For the love of Malvina

Do you know the song Little Boxes - you probably do because it is brilliant. I wanted to listen to it the other day (maybe due to our impending exodus from London, embracing the burbia like) and ended up to a lot of other songs by Malvina Reynolds and they're all brilliant. I love looking her face on the album cover and hearing her lyrics like:

I don't mind failing in this world,
Don't mind wearing the ragged britches
'Cause those who succeed are the sons of bitches,

'Quiet' is also a brilliant song - she has a soft cynicism that speaks right to the middle of me. Yes, Malvina is a new obsession.


A new studio

I have a studio to work from now, and it's brilliant - pictures and ideas are rolling on a pace. I've decided not to give a hoot about keeping it tidy. So I thought it might be fun to document the changing drifts and tides occasionally here on the blog. Here's your first update - not too shabby eh?

My Venus

I've always liked the Venus of Willendorf, well since I knew about her anyway. I like how old she is and all the theories around who made her and why. I like that she's hand sized. I like that the subject is a large boobish/bummish/tummish/camel-toeish woman. And I thought I'd quite like one for my self one day - just to, you know, hold and stuff.
Well I thought the occasion of our first child might be an ideal time to finally take that want seriously. I looked around for replicas and found them all a little bit rubbish - and mostly they had weird plinths attached, which I felt really ruined her charm and made her look to much like a museum exhibit. In the end I struck on the idea of asking my uncle to carve me one, and he made this beauty! Isn't she lovely? Isn't he a nice man for doing that? I'm very happy.


Druidstone Haven

Jack treated me to a surprise holiday for my/our birthdays and for the last big trip out sans-babe. And it was perfect. On the way we met Jack's pa at Otmoor (a nature reserve just outside Oxford) to see a murmuration, I still had no idea where I was going for the holidays but had twigged it might be somewhere west.
When Jack told me in the car that we were going to stay in the Druidstone Hotel I had a little cry because I really love the place but never really thought of staying there - because of the moulah. So it was a real treat: we had 3 nights in a room with this out of the window . . . 
We sat a lot (I'm reading the Tove Jansson biography and it's very nice) and waddled a little. And in the evenings ate amazing food - usually followed by banoffee pie in front of a film.
I didn't get a good photo of the hotel, but it's really lovely - I mostly snapped away at the outbuilding: which were right up my street.


I love Wales.

Storm Imogen left this buoy right up on the beach - so we clambered to it for a little fondle. It had Canada written on it.
Beautiful Welsh sunshine.
Grass reminding me of a Ravilious painting.
A sunset from the hotel's own viewing point.
It was so good to be outside so much - let the wind breathe itself in to all the corners of the lungs and be in the landscape. I'm getting to look a lot more like a landscape myself now too

Work for a show.


 I'm working on some pictures for an exhibition with Jess and some other clever folks.
I'm using a collection of old frames to limit size and using a loose them of folkore and witchcraft. It's dead nice. As the collection grows I change the existing ones slightly so they all speak to each other in some small way. When the mandrake came along with it's bright blue sky the bottle of charms had to get a new yellow background, which then also echoed the legs on Baba Yaga's house. It's nice to make sets of things!
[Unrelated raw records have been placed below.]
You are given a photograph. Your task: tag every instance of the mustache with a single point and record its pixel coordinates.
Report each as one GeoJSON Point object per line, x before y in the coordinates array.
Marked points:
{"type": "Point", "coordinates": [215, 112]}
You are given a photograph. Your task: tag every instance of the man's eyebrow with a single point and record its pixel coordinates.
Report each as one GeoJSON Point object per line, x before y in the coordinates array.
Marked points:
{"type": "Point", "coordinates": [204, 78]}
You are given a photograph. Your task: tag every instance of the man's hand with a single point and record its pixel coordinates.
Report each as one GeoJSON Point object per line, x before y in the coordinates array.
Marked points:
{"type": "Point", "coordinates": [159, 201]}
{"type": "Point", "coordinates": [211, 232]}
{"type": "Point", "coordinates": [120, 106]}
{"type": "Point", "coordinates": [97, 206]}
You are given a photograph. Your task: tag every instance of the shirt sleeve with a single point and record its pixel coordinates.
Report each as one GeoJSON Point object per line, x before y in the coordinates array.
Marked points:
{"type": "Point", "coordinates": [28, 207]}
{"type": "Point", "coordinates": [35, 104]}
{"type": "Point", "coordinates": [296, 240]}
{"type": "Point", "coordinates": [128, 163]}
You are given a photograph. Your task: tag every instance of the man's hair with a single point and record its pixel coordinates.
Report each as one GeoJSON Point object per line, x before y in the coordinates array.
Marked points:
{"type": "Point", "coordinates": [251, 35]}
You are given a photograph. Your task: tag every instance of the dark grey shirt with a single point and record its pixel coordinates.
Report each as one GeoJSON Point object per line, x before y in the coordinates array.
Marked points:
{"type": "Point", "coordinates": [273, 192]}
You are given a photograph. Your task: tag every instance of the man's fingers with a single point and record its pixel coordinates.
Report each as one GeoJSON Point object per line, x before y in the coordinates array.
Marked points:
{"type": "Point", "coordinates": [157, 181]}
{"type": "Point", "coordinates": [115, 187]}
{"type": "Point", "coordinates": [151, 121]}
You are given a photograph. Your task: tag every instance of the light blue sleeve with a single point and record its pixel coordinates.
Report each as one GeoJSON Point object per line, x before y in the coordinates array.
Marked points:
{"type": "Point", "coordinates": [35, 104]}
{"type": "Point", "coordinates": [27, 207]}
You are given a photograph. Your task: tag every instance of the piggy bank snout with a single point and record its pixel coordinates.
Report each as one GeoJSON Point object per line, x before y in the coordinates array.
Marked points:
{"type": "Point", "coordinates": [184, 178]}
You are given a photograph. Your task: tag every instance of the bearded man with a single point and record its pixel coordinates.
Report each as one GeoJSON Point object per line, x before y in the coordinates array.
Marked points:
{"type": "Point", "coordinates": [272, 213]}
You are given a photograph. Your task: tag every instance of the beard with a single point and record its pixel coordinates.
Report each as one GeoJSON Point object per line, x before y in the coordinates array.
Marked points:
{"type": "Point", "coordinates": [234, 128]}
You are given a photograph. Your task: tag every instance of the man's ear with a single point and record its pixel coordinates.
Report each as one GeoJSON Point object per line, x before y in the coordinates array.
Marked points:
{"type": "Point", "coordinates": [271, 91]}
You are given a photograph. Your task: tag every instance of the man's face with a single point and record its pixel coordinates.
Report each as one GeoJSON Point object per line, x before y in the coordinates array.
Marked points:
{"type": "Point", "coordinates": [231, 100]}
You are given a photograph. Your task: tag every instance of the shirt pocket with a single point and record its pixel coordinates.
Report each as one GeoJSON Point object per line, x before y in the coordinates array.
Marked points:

A quick exercise in childbirth


Anybody out there done any hypnobirthing? I'm on the course at the mo and it's really brilliant.
Towards the end of your pregnancy there's a picture you pin up to remind yourself the position the baby should be in. Last night I decided to make my own version of the picture, which was a really nice exercise: trying to make something somewhere between a diagram and an illustration.
It has the nice, peaceful feel I wanted - without being too soppy.
But - when I look at it this morning, I realise the body's a bit . . . nice. And I feel disappointed in myself, I didn't really think about it and as a result the boobs came out all perky and the arms all toned and the bum all round. Honestly - what a yawn-fest. I think I need to get to some life drawing classes, it's amazing how much you can internalise all the 'ideal body' stuff without even realising.

Penguins and fish

My fishes got a real nice starring role in Anna Maltz's new knit book recently. I'm really proud, its a very beautiful book. You can buy one on her website.